# COMPETITIVE BODYBUILDING - POWERLIFTING - ATHLETICS & SPORTS > COLLEGIATE & PROFESSIONAL SPORTS >  Brian Cushing

## polly56

just saw that Brian Cushing made it to the pro bowl this guy went from 230 in '09 to 260 in '10 he had to have used aas right?

----------


## Big

what was the change in his body fat%?

----------


## xlxBigSexyxlx



----------


## xlxBigSexyxlx

He is ****ing awesome.. defensive rookie of the year...made pro bowl... texans gonna take it all next season!

----------


## JinNtonic

Looks like it.

----------


## xlxBigSexyxlx

Im not sure how legit those pics are though. Thats a hell of a change...

----------


## polly56

yeah and on top of that he tore up the combine he tested as the best Linebacker in the draft...
I think he benched 225lbs for 30 and his 40 time was approx 4.6

----------


## xlxBigSexyxlx

225 for 30
4.74 40 yard dash
35 inch vertical
10 feet broad jump
6.84 3 cone drill
4.22 20 yard shuttle


this was at 6'3'' 240 pounds
He is around 265 now.

----------


## polly56

he was 240 at the combine and got up to 265? 

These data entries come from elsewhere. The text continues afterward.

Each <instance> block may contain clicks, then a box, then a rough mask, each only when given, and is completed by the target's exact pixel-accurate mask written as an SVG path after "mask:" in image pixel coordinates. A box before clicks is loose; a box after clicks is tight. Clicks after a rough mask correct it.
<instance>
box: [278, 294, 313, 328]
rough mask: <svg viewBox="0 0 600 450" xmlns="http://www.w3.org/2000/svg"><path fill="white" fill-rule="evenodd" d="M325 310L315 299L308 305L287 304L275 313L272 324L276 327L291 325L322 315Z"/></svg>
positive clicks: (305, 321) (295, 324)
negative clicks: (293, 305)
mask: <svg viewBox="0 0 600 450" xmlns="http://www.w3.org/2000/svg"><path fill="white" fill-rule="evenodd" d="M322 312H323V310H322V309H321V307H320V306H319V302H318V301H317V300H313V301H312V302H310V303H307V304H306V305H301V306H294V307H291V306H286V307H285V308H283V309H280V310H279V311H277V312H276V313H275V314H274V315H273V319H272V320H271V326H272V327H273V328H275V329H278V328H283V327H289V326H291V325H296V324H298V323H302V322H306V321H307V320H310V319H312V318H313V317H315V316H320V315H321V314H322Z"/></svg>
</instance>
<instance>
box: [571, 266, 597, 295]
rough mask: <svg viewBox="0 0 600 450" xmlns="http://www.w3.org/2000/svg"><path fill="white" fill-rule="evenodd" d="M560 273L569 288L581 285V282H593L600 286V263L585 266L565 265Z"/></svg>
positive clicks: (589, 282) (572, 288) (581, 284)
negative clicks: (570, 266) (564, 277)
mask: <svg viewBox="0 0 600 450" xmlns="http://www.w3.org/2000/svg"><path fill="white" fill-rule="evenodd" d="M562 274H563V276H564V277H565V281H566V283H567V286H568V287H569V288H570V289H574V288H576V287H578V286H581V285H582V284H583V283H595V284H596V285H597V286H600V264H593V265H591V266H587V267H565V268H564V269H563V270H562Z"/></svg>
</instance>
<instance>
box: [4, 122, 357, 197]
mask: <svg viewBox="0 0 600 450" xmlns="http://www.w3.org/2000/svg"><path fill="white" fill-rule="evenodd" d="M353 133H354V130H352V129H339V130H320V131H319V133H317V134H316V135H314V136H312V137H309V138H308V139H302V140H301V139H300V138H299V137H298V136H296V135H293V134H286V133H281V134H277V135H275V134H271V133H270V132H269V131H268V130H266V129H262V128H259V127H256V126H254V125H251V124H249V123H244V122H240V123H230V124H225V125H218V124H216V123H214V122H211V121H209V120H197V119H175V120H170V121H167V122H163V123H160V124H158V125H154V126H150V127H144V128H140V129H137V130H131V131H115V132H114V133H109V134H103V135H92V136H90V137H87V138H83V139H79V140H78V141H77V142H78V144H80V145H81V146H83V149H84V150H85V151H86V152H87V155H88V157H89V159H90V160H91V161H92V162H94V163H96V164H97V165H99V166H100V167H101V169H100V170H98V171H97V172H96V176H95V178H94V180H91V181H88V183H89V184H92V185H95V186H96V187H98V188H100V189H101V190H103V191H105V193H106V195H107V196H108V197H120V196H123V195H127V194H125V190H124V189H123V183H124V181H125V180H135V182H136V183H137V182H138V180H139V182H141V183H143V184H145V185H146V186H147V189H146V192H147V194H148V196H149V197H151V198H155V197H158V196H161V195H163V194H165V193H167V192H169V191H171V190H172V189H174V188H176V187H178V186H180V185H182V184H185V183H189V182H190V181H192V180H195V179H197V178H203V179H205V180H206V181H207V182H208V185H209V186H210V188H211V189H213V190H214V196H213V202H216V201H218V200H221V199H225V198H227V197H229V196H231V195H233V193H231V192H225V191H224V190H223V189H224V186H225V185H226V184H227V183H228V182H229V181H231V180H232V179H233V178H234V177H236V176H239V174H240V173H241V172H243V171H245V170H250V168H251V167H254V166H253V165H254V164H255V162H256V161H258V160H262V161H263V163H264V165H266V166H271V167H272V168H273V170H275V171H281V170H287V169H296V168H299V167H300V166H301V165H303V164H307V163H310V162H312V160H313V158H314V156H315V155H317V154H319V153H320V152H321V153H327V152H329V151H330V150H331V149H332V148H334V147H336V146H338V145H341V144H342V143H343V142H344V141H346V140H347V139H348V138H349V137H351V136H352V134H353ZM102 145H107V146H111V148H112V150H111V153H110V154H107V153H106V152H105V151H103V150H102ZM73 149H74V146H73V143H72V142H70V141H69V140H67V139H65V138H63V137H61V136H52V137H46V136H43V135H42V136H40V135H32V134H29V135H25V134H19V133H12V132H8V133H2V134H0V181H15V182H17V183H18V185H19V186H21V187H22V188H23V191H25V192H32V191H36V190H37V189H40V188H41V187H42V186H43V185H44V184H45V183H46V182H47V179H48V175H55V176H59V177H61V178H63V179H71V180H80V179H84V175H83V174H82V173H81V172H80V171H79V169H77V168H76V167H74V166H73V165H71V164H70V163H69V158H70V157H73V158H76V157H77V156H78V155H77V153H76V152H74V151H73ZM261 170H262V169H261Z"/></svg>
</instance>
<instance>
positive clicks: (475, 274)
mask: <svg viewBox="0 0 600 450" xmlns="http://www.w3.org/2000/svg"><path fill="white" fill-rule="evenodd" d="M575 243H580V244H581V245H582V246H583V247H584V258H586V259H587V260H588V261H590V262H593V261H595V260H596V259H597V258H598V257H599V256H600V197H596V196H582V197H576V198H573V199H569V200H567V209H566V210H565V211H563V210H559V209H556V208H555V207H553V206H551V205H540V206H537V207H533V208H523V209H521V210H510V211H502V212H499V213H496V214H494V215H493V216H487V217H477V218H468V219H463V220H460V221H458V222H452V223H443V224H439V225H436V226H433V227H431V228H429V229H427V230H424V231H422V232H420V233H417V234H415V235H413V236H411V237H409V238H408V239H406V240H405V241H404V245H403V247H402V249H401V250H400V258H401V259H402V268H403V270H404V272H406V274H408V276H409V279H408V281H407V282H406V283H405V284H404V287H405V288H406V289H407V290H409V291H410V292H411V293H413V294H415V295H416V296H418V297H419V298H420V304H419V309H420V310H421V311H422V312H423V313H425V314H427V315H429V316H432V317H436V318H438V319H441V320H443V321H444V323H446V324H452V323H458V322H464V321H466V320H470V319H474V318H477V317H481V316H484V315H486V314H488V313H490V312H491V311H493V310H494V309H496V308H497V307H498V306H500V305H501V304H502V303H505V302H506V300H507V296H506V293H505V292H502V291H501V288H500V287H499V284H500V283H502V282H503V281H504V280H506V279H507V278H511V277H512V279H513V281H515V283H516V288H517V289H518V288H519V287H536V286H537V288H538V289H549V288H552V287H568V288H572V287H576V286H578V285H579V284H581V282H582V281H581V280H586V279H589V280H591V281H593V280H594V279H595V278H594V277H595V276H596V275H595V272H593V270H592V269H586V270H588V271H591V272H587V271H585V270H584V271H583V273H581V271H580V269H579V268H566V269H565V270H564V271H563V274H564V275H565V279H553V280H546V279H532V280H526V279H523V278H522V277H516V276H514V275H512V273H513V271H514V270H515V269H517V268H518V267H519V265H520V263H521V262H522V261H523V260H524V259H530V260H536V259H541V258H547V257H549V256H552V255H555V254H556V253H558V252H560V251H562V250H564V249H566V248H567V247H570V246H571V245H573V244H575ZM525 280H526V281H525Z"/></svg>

he had to of used aas to put on 25lbs. of lean mass in 7 months.

----------


## Machdiesel

LOL I don't even think this is a question. Think about it he was a stud at USC obviously was on an amazing workout plan and in great shape. After all this he looked like he did in the before pic. Then all of a sudden he saw the light and found a great workout to transform his body that quick and that dramtic?? Id say its 99.9% he juiced

----------


## BgMc31

Doesn't matter what he took, he's still a f*ckin animal!! I don't know if he used AAS, but now that he's making millions, having a personal chef and trainers can do wonders for a physique.

----------


## AlphaMaleDawg

of course he juiced. there were even rumors of this that he felt the need to deny. there is no question. another amazing transformation was Aaron Maybin of the Bills who was drafted ahead of Cushing

----------


## polly56

yeah and what about Clay Mathews? theres another huge transformation...
out of highschool he wasnt even good enough to play university football he was a walk opn at USC now hes one of the best OLBs in the NFL

----------